Die beiden Schwestern Dara und Marie, führen gemeinsam mit Charlie, der sowohl Daras Ehemann ist als auch der frühere Meisterschüler ihrer Mutter war, die Ballettschule, die ihre Mutter gründete. Mögen die Ballettschülerinnen mit straff geknoteten Haaren und rosa Tutu das Ebenbild von Perfektion und Reinheit abgeben, so sieht es hinter den Kulissen ganz anders aus. Neid und Missgunst, Ehrgeiz und kaputte Füße unterlegt mit einem ranzigen Schweißgeruch beherrschen die Ballettsäle der Schule. Dara, Marie und Charlie treiben den Wettbewerb unter ihren Schülern zusätzlich voran, denn nur diese klaustrophobische Atmosphäre bringt wahre Stars der Branche hervor, nur wer diese Qualen durchsteht, erhält die begehrten Studienplätze. Ähnlich eng und intim ist auch die Beziehung dieser drei, die miteinander aufgewachsen sind und Zeit ihres Lebens kaum je getrennt waren. Sie leben in ihrer eigenen kleinen Welt. Als durch einen Brand der Bauunternehmer Derek in ihr Leben tritt, gerät diese “heile” Welt aus den Fugen.
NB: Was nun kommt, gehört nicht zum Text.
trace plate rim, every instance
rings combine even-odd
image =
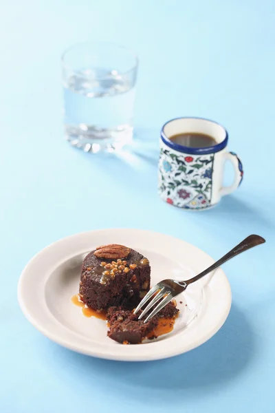
[[[36,328],[36,330],[38,330],[44,336],[47,337],[47,338],[49,338],[50,339],[53,341],[54,342],[57,343],[58,344],[59,344],[66,348],[68,348],[69,350],[72,350],[73,351],[75,351],[76,352],[78,352],[80,354],[84,354],[88,355],[88,356],[96,357],[100,358],[100,359],[116,360],[116,361],[153,361],[153,360],[166,359],[166,358],[175,357],[175,356],[179,355],[180,354],[187,352],[188,351],[190,351],[191,350],[193,350],[194,348],[196,348],[197,347],[199,347],[199,346],[202,345],[206,341],[209,340],[212,337],[213,337],[213,335],[214,335],[216,334],[216,332],[217,332],[217,331],[219,331],[219,330],[221,328],[221,326],[225,323],[226,319],[228,318],[228,314],[230,310],[231,304],[232,304],[232,292],[231,292],[231,288],[230,286],[230,283],[228,282],[228,279],[224,271],[220,268],[219,268],[219,272],[220,273],[220,274],[219,275],[219,277],[222,277],[222,278],[223,279],[223,283],[224,283],[223,286],[224,286],[225,290],[227,290],[227,297],[228,297],[227,303],[226,303],[226,305],[225,306],[225,308],[223,308],[223,314],[219,317],[219,322],[216,323],[211,329],[209,329],[206,333],[203,335],[203,337],[201,337],[200,339],[197,340],[197,342],[193,343],[192,345],[189,346],[189,348],[188,350],[184,350],[184,351],[182,351],[179,348],[177,348],[176,349],[173,349],[173,350],[170,350],[167,353],[165,353],[165,354],[162,352],[162,354],[158,354],[157,352],[155,354],[152,354],[151,357],[143,357],[142,354],[140,355],[138,355],[138,357],[136,354],[131,355],[130,353],[124,354],[123,354],[123,356],[118,356],[117,354],[112,354],[110,352],[108,354],[102,354],[100,352],[96,351],[94,350],[87,350],[85,348],[81,348],[81,345],[80,345],[80,346],[72,345],[72,343],[68,343],[65,339],[63,339],[62,337],[56,337],[56,335],[54,333],[52,333],[51,332],[50,329],[50,330],[47,329],[43,325],[41,326],[41,323],[39,323],[39,320],[36,319],[36,317],[34,317],[33,315],[30,313],[30,311],[28,311],[28,300],[27,299],[27,302],[25,302],[24,295],[22,294],[23,286],[24,285],[25,278],[26,275],[28,274],[28,271],[30,271],[30,269],[31,269],[32,265],[33,264],[33,263],[37,259],[39,259],[40,256],[42,257],[46,252],[48,251],[49,249],[51,249],[53,247],[56,248],[59,244],[65,243],[67,241],[69,242],[69,240],[72,239],[74,239],[74,238],[76,238],[78,237],[81,237],[89,236],[89,235],[94,236],[95,235],[96,235],[96,233],[102,233],[106,232],[106,233],[109,233],[110,231],[119,231],[119,232],[126,231],[127,233],[129,233],[131,231],[137,231],[137,232],[140,232],[140,233],[148,233],[153,236],[160,236],[160,235],[164,236],[167,238],[171,238],[174,241],[175,240],[179,241],[179,242],[185,244],[186,245],[188,245],[189,246],[197,249],[198,251],[199,251],[201,253],[202,253],[204,255],[205,255],[206,257],[207,257],[208,259],[210,259],[214,262],[214,260],[212,258],[212,257],[210,257],[208,254],[205,253],[203,250],[199,248],[195,245],[193,245],[189,242],[187,242],[186,241],[184,241],[184,240],[182,240],[181,238],[174,237],[173,235],[167,235],[167,234],[164,234],[163,233],[160,233],[160,232],[156,232],[156,231],[151,231],[147,230],[147,229],[130,229],[130,228],[102,229],[90,230],[88,231],[82,231],[80,233],[77,233],[76,234],[72,234],[72,235],[64,237],[61,239],[54,241],[54,242],[52,242],[51,244],[48,244],[47,246],[46,246],[45,247],[42,248],[38,253],[36,253],[25,265],[25,268],[23,268],[23,271],[21,272],[21,274],[20,275],[20,277],[19,277],[19,279],[18,282],[17,298],[18,298],[18,301],[19,301],[20,308],[21,308],[23,313],[24,314],[25,317],[26,317],[26,319],[33,325],[34,327],[35,327]],[[215,276],[217,277],[217,275],[214,275],[213,278]],[[192,323],[191,323],[191,324],[192,324]],[[187,327],[187,328],[188,328],[188,327]],[[156,343],[157,343],[157,341]],[[152,344],[153,344],[153,343],[152,343]],[[150,343],[149,345],[151,346],[151,343]],[[148,344],[146,344],[145,346],[148,346]],[[123,347],[125,348],[125,346],[123,346]],[[126,347],[132,347],[132,346],[126,346]],[[135,347],[136,346],[135,346]],[[142,346],[142,347],[143,347],[143,346]],[[157,350],[157,349],[155,349],[155,350]]]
Ohne dass überhaupt dieser Fremdkörper namens Derek, in die Welt der Drei platzt, fand ich die Beschreibung der Atmosphäre – der intimen Beziehung der drei Protagonisten, der beiden Häuser, das alte Wohnhaus und die Schule, beides etwas vergammelt und knarzig, des Ballettunterrichts mit allen seinen Facetten von aufgeregten Schülerinnen sowie wenigen Schülern, die außerhalb viel Häme ertragen müssen, und ehrgeizigen Eltern, und das alles auf die Spitze getrieben durch die jährliche Nussknacker-Aufführung, die aus aufgeregt und ehrgeizig neidisch und bösartig macht – unglaublich intensiv und schaurig. Untermalt wird diese Szenerie durch Rückblicke in Daras und Maries Vergangenheit, welche die Omnipräsenz ihrer Mutter offenbart und die Schwäche und Abwesenheit ihres Vaters.
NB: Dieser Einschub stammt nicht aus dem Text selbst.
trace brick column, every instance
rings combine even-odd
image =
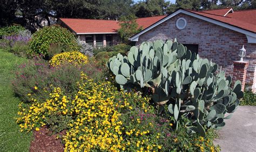
[[[93,34],[93,47],[96,47],[96,35]]]
[[[103,47],[106,47],[106,34],[103,34]]]
[[[246,78],[246,71],[249,63],[247,61],[237,61],[233,63],[233,79],[234,81],[240,80],[242,82],[242,91],[244,91]]]

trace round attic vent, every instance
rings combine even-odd
[[[187,25],[187,21],[183,17],[179,18],[176,21],[176,27],[178,29],[182,30],[186,27]]]

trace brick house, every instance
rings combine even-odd
[[[165,17],[140,18],[136,22],[139,26],[146,29]],[[120,42],[117,32],[120,26],[116,20],[60,18],[57,24],[67,28],[82,40],[96,47],[116,45]]]
[[[180,9],[131,37],[130,40],[138,45],[143,42],[174,38],[233,76],[237,75],[233,74],[233,62],[240,59],[239,50],[244,45],[244,60],[249,62],[246,83],[256,91],[256,9],[196,11]]]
Dieses fragile, aber in sich gefestigte Konstrukt, immer noch aufrecht gehalten von Daras und Maries verstorbenen Mutter, bekommt Risse als Derek, der Bauunternehmer, in ihr Leben tritt. Einer, der so gar nicht in das zart-harte Ballettmilieu passt. Ein so fürchterlich männlicher Mann, groß und grob, wild und animalisch, einer, der seinen Platz behauptet und sich nimmt was er will. Ein Brocken von einem Kerl, so gegensätzlich zu dem feinen, leidenden und kränkelnden Charlie. Der Bauunternehmer kommt in die Ballettschule um den abgebrannten Saal zu erneuern, hämmert, sägt, zerstört und nimmt sich Marie.
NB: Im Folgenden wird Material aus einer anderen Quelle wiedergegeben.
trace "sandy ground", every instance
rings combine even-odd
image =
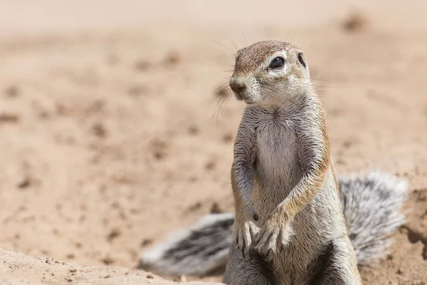
[[[425,285],[427,2],[284,2],[0,1],[0,248],[41,259],[0,251],[1,284],[164,282],[123,268],[233,209],[244,106],[215,90],[236,48],[275,38],[306,52],[337,171],[410,182],[364,284]]]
Und wenn man so will, beginnt nun ein Tanz. Doch ganz entgegen der Erwartungen, finden sich die Tänzerinnen selbst hier erst gar nicht zurecht. Der Bauunternehmer gibt den Ton an, spielt mit den Dreien, verfolgt seine Ziele. Er treibt die Drei vor sich her, beeinflusst und flüstert, macht Andeutungen und ist immer präsent. Es scheint, als würden die drei den Kerl nie wieder los werden. Es ist ein Katz-und-Maus-Spiel, bei dem man nur ganz klar weiß, auf welcher Seite Dara und auf welcher Seite Derek stehen. Bei Marie, nun, die hat dem Bauunternehmer ja erst Tür und Tor geöffnet. Und Charlie ist so weich und schmerzerfüllt, gegen so einen Felsen kommt er nicht an.
Ein Kammerspiel, umrundet von Mäuschen und Schneeflocken in Tutus, entspinnt sich. Zu der eh schon schaurigen Atmosphäre gesellen sich nun Sex und Verlangen, Erniedrigung und Demütigungen. Hinterlistig schleicht sich Derek in das Leben der Tänzer und hebelt es aus allen Strukturen und den Dreien gelingt es erst nur ohnmächtig zuzusehen. Doch Derek kann sich nicht zu früh freuen, denn das Trio hat noch einige Familiengeheimnisse in petto. Die Autorin wartet nicht nur mit einigen Enthüllungen und Überraschungen auf, sondern entfernt auch eine Komponente früher als ich gedacht hätte. Wer nun denkt, ab da wäre die Spannung abgeflaut, der ist auf einem Irrweg, denn der Stein, den Dereks Auftauchen und Eindringen in die Familie, ins Rollen gebracht hat, lässt sich nicht aufhalten.
Abschließend kann ich nur sagen, dass mir Megan Abbotts Geschichte außerordentlich gut gefallen hat. Dabei ist es auch nicht wichtig, ob man die Geschichte nun als Krimi, Spannungsroman oder sonstiges einordnet, denn gute Geschichten sprengen sowieso die dargelegten Grenzen. Aber seid Euch gewisse – an Spannung mangelt es in “Aus der Balance” keinesfalls. Man sollte sich auch keineswegs von dem Thema Ballett abschrecken lassen – vor allem nicht die Männer, die Ballett als reine Frauensache abstempeln. Denn dann würden sie eine ausgezeichnet ausgefeilte Geschichte in einer schräg-schaurigen Atmosphäre verpassen, die es einem unmöglich macht, das Buch nicht gierig aufzusaugen. Zumal man in der Geschichte auch rausfinden kann, dass Ballerinen durchaus keine zarten Geschöpfe sind, sondern genau wissen, was Schmerzen sind.
Was soll ich sagen – es gibt also wirklich so gar keinen Grund, warum man “Aus der Balance” nicht lesen sollte. Bitte greift unbedingt zu!
Ach, und ganz zum Schluss noch ein Lob an den Verlag. Es ist wundervoll, dass Megan Abbott beim Pulp Master Verlag eine Heimat gefunden hat und auch schon ihr nächstes Buch angekündigt wurde. Ich freu mich sehr darauf! Aber ja, auch da müsst ihr stark sein, denn da geht es um Cheerleading.